Um tempo fui ninguém: sussurro, hálito.
Alguém passou, diziam? Ninguém, ninguém.
Agora sou escombros de um alguém.
Só caminhada e estio. Carrego fardos
Aves, patos, esses que vão morrer.
Iguais a mim também.
V
Ditoso amor de mula, Te ouvi murmurando
Ó Amoroso! Ditoso amor de mim!
Poder amar a Ti com este corpo nojoso
Este de mim, pulsante de outras vidas
Mas tão triste e batido, tão crespo
De espessura e de feridas.
Ditoso amor de mim! Tão pressuroso
De amar! (E de deitar-se ao pé
De tuas alturas). Corpo acanhado de mula
Este de mim, mas tão festivo e doce
Neste Agora
Porque banhado de ti, ó FORMOSURA.
VI
Tu que me vês
Guarda de mim o olhar.
Guarda-me o flanco.
Há de custar tão pouco
Guardar o nada
E seus resíduos ocos.
Orelhas, ventas
O passo apressado sob o jugo
Casco, subidas
Isso é tudo de mim
Mas é tão pouco...
Tu que me vês
Guarda de mim, apenas
Minha demasiada coitadez.
VII
Que eu morra junto ao rio.
O caudaloso frescor das águas claras
Sobre o pelo e as chagas.
Que eu morra olhando os céus:
Mula que sou, esse impossível
Posso pedir a Deus.
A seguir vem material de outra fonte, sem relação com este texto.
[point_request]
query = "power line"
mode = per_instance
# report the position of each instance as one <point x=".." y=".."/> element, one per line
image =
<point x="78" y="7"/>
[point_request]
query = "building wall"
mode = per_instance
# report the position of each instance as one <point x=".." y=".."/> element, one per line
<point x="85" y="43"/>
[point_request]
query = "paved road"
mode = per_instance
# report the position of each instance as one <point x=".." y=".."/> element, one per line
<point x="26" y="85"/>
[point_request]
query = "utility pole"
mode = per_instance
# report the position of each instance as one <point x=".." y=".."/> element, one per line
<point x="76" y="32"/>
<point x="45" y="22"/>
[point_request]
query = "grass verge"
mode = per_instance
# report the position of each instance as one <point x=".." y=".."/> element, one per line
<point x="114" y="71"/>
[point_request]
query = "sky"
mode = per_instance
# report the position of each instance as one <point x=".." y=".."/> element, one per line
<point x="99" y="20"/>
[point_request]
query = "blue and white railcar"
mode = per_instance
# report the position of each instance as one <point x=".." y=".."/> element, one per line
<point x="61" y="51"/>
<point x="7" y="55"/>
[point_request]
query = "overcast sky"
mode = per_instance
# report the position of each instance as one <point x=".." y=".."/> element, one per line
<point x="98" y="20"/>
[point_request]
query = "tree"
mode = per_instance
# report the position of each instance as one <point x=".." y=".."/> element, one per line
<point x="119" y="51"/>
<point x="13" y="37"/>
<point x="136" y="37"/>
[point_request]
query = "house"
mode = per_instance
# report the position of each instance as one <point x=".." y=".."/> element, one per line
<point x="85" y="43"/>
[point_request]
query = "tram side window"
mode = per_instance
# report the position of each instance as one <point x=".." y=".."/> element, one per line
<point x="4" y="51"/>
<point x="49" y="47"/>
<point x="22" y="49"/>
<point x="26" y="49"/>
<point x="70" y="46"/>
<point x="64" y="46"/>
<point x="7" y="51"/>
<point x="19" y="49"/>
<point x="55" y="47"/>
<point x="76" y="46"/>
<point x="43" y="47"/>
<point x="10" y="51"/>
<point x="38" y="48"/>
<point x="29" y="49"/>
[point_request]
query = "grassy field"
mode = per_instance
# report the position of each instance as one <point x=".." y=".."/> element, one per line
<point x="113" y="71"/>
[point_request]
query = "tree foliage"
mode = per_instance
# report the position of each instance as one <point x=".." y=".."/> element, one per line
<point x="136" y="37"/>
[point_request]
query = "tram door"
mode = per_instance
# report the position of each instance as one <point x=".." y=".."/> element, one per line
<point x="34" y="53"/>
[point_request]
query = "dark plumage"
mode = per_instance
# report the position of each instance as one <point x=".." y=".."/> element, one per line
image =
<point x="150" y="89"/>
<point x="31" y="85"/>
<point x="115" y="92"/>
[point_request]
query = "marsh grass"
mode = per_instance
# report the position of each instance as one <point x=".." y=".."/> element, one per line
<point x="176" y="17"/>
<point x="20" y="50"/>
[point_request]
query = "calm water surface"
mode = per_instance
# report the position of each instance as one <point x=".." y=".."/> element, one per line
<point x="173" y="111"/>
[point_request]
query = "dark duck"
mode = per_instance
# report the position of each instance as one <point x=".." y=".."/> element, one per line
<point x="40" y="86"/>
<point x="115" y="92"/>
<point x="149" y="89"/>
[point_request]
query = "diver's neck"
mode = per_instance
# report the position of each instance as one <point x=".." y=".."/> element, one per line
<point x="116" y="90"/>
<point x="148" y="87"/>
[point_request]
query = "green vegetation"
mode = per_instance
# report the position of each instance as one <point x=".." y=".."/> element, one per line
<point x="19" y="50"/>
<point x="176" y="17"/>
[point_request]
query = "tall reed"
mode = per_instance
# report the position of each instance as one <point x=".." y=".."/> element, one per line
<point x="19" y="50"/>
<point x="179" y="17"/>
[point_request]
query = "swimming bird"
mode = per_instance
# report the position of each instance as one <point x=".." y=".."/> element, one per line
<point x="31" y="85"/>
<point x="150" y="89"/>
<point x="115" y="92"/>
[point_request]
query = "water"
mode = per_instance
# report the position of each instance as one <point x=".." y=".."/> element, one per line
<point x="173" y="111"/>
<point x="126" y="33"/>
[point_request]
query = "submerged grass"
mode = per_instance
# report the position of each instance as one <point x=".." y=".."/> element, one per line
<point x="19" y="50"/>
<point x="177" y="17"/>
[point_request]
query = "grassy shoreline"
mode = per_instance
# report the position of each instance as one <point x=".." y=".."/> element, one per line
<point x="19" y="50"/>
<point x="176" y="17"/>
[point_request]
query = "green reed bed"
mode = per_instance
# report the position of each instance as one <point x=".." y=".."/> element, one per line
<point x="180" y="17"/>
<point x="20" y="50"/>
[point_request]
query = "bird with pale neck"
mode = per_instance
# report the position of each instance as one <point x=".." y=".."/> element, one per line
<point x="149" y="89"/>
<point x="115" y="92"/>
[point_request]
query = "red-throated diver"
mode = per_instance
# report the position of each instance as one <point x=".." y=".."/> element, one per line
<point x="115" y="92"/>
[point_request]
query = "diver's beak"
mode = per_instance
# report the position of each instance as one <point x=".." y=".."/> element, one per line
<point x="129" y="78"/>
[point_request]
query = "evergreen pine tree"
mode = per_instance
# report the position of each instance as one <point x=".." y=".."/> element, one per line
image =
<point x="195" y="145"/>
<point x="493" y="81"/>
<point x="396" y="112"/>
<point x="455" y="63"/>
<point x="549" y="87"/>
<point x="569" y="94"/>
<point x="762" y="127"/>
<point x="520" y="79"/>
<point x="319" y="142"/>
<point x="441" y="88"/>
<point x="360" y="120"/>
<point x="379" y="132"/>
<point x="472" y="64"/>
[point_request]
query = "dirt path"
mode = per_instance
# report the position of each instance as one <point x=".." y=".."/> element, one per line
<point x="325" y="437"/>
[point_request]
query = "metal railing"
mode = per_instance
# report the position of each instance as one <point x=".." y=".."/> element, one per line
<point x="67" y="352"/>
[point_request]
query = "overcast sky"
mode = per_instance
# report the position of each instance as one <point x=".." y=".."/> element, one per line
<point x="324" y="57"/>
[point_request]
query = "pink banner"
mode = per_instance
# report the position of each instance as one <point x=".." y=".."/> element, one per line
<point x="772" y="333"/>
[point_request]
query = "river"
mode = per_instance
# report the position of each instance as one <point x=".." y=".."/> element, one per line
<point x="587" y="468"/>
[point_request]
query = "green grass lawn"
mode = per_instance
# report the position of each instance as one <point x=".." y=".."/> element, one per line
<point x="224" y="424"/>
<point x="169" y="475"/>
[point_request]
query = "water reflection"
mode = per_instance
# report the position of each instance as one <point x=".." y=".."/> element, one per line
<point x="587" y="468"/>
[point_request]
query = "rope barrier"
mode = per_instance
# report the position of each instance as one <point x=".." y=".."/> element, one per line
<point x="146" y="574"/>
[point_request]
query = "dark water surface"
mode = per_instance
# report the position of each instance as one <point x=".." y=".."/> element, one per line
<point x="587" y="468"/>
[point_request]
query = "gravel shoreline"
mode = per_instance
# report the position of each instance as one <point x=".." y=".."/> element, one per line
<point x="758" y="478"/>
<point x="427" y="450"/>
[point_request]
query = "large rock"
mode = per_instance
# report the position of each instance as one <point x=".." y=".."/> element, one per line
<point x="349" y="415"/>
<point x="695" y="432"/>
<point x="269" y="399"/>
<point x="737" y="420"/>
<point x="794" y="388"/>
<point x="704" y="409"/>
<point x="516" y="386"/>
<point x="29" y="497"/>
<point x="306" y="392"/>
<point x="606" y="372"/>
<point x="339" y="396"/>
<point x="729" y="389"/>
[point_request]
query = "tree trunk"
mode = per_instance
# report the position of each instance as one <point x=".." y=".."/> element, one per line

E entendendo nada
Como os homens da Terra
Como as mulas de Deus.
VIII
Palha
Trapos
Uma só vez o musgo das fontes
O indizível casqueando o nada
Essa sou eu.
Poeta e mula
(Aunque pueda parecer
Que del poeta es locura).
(Hilda Hilst, Estar sendo. Ter sido. São Paulo: Nankin, 1997)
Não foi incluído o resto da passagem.